Originally published in 1968, Malone's book was the only game in town for a long time. Many other academic histories of country music have since been published, but this remains the gold standard and still probably the place to go if you want a one-stop, serious resource.
This is an odd and captivating book by a brilliant writer. Nobody writes about country with the style and fervor that Tosches brings to his work. Country is a rock and roll account of country music history, and Tosches has a clear affinity for the most rough and tumble aspects of that story. Particularly exhilirating is his section on Jerry Lee Lewis.
Escott, who has also written a fine biography of Hank Williams, wrote this book to coincide with the production of a BBC series on the history of country. If you're only going to read one book on the subject and don't want to commit yourself to something as long and involved as Malone's account, this is the book to go for, clearly written, well told, and supplemented with fine photos.

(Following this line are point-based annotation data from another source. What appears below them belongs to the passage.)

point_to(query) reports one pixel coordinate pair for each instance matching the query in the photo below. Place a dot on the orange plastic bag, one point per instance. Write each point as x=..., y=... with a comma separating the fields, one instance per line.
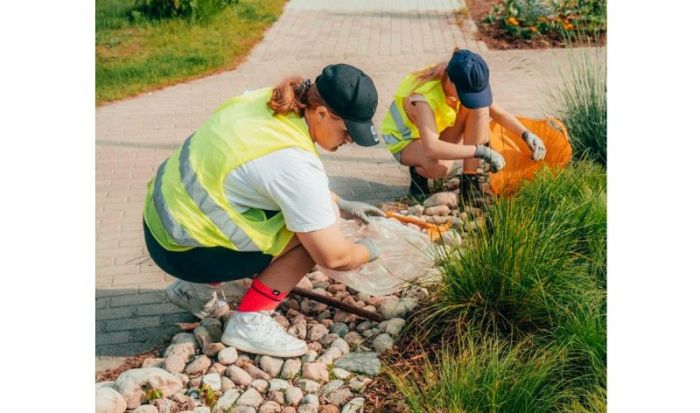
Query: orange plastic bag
x=519, y=164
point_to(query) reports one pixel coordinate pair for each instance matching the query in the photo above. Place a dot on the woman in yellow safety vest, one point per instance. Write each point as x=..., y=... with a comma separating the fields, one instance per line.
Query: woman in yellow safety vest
x=247, y=194
x=441, y=114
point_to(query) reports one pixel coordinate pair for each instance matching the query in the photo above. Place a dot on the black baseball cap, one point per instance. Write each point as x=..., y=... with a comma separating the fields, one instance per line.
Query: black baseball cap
x=470, y=73
x=350, y=94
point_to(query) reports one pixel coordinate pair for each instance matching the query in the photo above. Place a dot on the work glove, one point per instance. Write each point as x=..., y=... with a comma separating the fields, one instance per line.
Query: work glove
x=536, y=145
x=359, y=210
x=491, y=157
x=371, y=247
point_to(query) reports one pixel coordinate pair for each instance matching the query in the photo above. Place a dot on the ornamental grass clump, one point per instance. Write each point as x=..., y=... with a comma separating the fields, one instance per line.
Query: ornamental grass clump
x=581, y=103
x=542, y=249
x=487, y=374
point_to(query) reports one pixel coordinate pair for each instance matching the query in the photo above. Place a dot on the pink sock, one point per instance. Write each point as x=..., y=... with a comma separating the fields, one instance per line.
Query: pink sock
x=260, y=297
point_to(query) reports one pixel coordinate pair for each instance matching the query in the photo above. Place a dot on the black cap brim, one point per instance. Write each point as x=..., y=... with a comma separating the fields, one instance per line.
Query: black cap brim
x=362, y=133
x=476, y=100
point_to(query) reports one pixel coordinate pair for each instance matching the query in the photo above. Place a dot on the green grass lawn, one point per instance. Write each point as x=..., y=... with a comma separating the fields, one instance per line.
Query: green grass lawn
x=136, y=56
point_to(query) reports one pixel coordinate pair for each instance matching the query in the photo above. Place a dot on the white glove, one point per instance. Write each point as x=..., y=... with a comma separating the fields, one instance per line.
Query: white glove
x=492, y=157
x=536, y=145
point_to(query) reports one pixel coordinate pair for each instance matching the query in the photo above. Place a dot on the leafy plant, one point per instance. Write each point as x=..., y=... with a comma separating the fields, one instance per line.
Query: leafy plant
x=558, y=19
x=152, y=393
x=208, y=395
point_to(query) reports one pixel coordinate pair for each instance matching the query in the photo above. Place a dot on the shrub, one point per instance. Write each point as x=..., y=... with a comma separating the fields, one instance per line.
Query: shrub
x=487, y=375
x=581, y=103
x=528, y=19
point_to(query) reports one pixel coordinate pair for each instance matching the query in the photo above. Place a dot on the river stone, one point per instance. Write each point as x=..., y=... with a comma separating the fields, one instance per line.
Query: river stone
x=365, y=325
x=355, y=405
x=238, y=376
x=145, y=408
x=305, y=284
x=212, y=380
x=442, y=198
x=277, y=397
x=358, y=383
x=331, y=387
x=260, y=385
x=290, y=369
x=153, y=362
x=184, y=338
x=316, y=332
x=364, y=362
x=397, y=308
x=271, y=365
x=341, y=373
x=308, y=386
x=315, y=371
x=212, y=349
x=251, y=397
x=243, y=409
x=309, y=357
x=383, y=342
x=438, y=210
x=270, y=407
x=255, y=372
x=108, y=400
x=198, y=366
x=278, y=384
x=393, y=327
x=226, y=384
x=226, y=401
x=310, y=399
x=174, y=363
x=131, y=382
x=339, y=397
x=353, y=338
x=307, y=408
x=227, y=356
x=341, y=329
x=293, y=395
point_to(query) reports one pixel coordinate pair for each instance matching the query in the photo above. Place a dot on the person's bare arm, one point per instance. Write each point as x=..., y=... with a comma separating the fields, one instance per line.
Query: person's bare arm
x=422, y=116
x=329, y=248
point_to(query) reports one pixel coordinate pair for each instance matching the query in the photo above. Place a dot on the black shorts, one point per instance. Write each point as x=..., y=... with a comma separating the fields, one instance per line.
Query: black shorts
x=206, y=264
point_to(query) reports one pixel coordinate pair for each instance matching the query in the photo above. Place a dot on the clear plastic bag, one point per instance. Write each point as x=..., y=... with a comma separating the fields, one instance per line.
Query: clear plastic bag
x=404, y=255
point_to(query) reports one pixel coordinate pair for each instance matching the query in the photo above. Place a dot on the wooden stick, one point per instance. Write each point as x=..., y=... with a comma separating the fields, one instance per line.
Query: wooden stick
x=338, y=304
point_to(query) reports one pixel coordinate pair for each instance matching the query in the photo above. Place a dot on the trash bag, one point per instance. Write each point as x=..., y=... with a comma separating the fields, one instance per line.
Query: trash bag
x=404, y=255
x=518, y=156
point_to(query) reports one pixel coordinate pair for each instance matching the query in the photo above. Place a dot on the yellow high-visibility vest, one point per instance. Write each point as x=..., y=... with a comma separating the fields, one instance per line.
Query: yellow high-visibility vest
x=186, y=206
x=396, y=123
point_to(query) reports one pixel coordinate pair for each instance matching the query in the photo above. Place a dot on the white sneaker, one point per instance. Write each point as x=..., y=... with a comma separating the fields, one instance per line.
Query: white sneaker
x=257, y=332
x=202, y=300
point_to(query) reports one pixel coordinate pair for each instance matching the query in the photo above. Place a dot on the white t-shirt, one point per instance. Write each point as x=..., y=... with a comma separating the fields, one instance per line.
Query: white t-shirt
x=290, y=180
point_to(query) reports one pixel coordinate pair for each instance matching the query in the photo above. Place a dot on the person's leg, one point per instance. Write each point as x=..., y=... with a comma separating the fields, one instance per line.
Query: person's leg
x=251, y=327
x=473, y=181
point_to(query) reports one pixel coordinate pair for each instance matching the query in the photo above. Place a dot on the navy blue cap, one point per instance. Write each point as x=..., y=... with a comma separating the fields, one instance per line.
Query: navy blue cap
x=470, y=74
x=351, y=94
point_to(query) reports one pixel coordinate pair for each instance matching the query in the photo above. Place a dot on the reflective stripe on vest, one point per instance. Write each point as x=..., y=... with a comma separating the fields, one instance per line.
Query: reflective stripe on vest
x=398, y=120
x=176, y=231
x=206, y=204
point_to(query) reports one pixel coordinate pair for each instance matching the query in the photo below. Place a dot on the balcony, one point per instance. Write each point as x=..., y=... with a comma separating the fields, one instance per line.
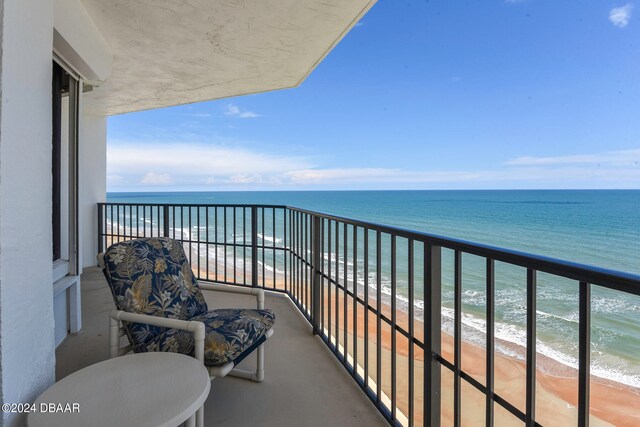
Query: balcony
x=380, y=298
x=302, y=378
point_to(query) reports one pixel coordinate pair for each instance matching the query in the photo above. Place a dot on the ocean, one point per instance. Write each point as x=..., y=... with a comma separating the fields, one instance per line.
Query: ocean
x=596, y=227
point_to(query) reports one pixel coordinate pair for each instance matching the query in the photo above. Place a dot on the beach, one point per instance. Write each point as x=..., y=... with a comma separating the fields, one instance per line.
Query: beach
x=611, y=403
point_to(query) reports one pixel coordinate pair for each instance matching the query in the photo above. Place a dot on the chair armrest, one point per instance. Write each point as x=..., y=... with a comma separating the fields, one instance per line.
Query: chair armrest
x=216, y=287
x=197, y=328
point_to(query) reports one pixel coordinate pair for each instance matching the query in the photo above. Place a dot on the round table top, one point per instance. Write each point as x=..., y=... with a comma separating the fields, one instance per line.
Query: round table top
x=144, y=389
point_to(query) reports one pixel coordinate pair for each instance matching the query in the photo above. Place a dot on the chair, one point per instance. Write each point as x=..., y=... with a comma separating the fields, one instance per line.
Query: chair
x=161, y=308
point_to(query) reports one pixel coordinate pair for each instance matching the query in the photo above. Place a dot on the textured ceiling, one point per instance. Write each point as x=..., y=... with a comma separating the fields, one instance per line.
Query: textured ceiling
x=170, y=52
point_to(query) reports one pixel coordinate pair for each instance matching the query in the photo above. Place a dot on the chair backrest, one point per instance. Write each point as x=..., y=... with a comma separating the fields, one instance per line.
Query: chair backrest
x=152, y=276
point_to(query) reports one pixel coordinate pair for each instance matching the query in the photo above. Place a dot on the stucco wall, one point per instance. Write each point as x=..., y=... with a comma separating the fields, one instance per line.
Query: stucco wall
x=26, y=310
x=93, y=183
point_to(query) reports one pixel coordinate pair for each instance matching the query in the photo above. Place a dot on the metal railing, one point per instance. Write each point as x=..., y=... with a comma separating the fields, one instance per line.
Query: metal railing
x=348, y=277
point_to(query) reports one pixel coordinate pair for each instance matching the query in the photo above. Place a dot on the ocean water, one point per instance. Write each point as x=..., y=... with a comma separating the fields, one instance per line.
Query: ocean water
x=600, y=227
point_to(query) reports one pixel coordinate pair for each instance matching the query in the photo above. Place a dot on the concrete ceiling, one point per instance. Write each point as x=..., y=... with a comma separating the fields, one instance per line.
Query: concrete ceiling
x=171, y=52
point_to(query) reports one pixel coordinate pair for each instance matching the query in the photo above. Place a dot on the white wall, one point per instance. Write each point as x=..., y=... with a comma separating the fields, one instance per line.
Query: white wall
x=92, y=183
x=26, y=305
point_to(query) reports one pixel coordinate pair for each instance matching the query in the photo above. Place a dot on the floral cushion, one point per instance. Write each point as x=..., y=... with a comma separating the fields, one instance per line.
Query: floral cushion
x=152, y=276
x=229, y=333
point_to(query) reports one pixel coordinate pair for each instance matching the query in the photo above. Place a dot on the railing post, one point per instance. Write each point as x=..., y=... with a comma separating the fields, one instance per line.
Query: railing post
x=165, y=221
x=254, y=246
x=432, y=313
x=316, y=257
x=100, y=229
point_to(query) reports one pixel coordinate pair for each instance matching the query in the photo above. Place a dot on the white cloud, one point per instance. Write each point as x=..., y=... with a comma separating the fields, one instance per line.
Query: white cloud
x=619, y=16
x=234, y=111
x=610, y=158
x=152, y=178
x=191, y=166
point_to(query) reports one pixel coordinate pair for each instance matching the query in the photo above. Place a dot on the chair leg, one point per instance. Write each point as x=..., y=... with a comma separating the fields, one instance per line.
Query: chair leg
x=260, y=367
x=258, y=375
x=200, y=417
x=114, y=337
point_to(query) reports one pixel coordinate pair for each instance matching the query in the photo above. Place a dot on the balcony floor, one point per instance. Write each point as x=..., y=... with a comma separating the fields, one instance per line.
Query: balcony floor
x=304, y=383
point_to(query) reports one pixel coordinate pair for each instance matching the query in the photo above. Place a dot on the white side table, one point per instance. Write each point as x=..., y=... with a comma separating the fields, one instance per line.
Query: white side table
x=144, y=389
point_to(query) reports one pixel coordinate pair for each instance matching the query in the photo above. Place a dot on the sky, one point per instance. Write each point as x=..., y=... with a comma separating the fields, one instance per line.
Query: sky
x=485, y=94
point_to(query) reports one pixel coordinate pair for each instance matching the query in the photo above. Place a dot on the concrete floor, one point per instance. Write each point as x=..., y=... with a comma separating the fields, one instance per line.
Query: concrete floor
x=304, y=384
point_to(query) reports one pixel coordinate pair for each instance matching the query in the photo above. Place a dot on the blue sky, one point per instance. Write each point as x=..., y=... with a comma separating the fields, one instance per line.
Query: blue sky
x=419, y=95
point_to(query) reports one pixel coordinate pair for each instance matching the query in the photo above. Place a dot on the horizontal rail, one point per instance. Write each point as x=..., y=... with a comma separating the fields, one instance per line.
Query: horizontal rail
x=612, y=279
x=320, y=260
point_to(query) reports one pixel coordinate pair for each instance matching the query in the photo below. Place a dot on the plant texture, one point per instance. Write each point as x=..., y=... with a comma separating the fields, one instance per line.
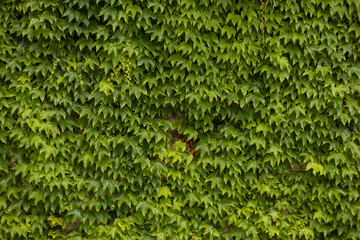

Millard's book is a well-organized reference for the fan or researcher. He includes lots of performer bios, great photographs (some of which haven't been published anywhere else), solid interpretive essays, and a year by year timeline of notable releases and events.
On one hand, the Rough Guide is a solid resource for information, a meatier, more nearly encyclopedic reference guide than Millard's. On the other, it may not be as clearly organized and isn't nearly as critically astute as Malone or Tosches. It will however, answer a lot of simple questions of who is who, when, and where in the history of country music.